ディスカバリー・オブ・パラレルワールド

銀星石

イントロダクション

 その日、あなたはスマートフォンでWEB小説を読んでいた。ランキング上位のはピンとこず、なにか自分の琴線に触れるものはないかと検索していたら見つけていた作品だ。

 日の目を見ることは決してなく、書籍化など夢のまた夢とといった程度の代物だろう。客観的に評価するのなら、それはあなたが今まで読んできた中では下の下でしかない。とはいえ、ごくわずかでも情をかされたのまた事実だ。

 

 あなたは作者を応援する気持ちで、その作品に評価点を入れてSNSにささやかな感想をつぶやいた。

 その時、不意に周囲の空気が変わったのを感じた。

 見知らぬ屋敷、その中庭に置かれたベンチにあなたは座っていた。

 思わず立ち上がり、あなたは周囲を見渡す。いつの間にか夜に……いや、夜ではない。頭上に広がる漆黒に星の光はなく、さりとて雲に覆われているわけでもない。

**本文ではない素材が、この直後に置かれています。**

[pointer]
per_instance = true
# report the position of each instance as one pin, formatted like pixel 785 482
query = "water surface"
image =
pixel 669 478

 だが、全くの暗闇というわけではない。太陽のとは違う光、黄金の輝きを放つ何かが後ろにあると感じたあなたは振り返る。

 おそらくは何キロも離れた場所に金色に輝く巨大な樹があった。

 このような場所は現実にはあり得ない。異世界転移とか転生とかは大好きなジャンルだが、それが我が身に起こりうるとは思えない。

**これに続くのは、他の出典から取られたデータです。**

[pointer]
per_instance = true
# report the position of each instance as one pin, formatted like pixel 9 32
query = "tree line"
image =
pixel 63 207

 あなたは自分が正気を失ったのだと思った。毎日むさぼるように小説を読み続けていたために、いつの間にか現実と空想を区別する理性を失ってしまったのかもしれない。


 あなたは誰でもいいから、誰かに会いたかった。家族や友人ではなく、赤の他人だっていい。自分を正気に戻してくれる誰かを欲した。

 あなたは屋敷へと向かう。中庭が丁寧に整えられているので、さすがに廃墟ではなかろう。一人くらいは住民がいるはずだ。


 しかし屋敷の中はしんと静まりかえっていて、あなたは余計に不安を覚えてしまう。とにかく目に付く扉を片っ端から開けて、誰かいないか探す。

 その中であなたは図書室を見つけた。2階吹き抜け構造で、小さな図書館としてもやっていけそうな規模だ。

 図書室には安楽椅子に座って本を読む女がいた。


「あら、お客さんなんて珍しいわね」


あなたに気づいた女は読んでいた本を閉じる。歳は20代の半ばと言ったところだろうか? 不思議な雰囲気を持つ人だ。10歳にも満たぬ幼児のようにも、100歳を超えた老婆のようにも感じ取れる。

 あなたは彼女が何者であるのか尋ねた。


「私はアカシック。あなたは?」


 あなたは自分の名前を答える。


「そう。どうやら、第1並行世界から迷い込んできたようね。たまにいるのよ、あなたみたいな人」


 神秘的な雰囲気を持つ女性を前にし、あなたはますます自分の狂気を恐れ始めた。


「あなたは正気よ。間違いなく」

 

 アカシックと名乗った女性はそんなあなたの内心を読み取ったように言う。


「第1並行世界にとって、ここは空想上の場所かもしれないけれど、直接この場に立ち、そして観測している以上は紛れもなく現実の世界よ」


 アカシックの言葉は余計にあなたを混乱させた。冷静になるため、あなたはまず一つのことだけを意識するよう努めた。

 つまり、自分は元の場所に帰れるのかと。それをアカシックに訪ねた。


「帰れるわよ。しばらくすればあなたは元の場所に引き戻される。それは強制的で、むしろあなたがこの場所にずっとと留まる方が難しいくらい」


 それをきいてあなたは少し安堵する。


「いつ引き戻されるのかは、振れ幅があるから私にも分からないわ。これまでの経験則から言うと、一番長くて三日くらいだったわ」


 三日。つまりは最悪でそれだけここで過ごさないといけないようだ。


「ここにいる間は私が面倒を見てあげるわ。戻る時まで暇でしょうから、ここにある本や資料は好きに呼んでいいわよ。あなた以前に、ここに迷い込んで来た人たちもそうしていたわ」


 そういってアカシックは読書に戻ってしまった。

 このまま立ち尽くす訳にもいかず、さりとて読書をたしなむ者としてアカシックの邪魔をするのはなんだか悪い気がしてきたあなたは、ひとまず目に付いた本を手に取る。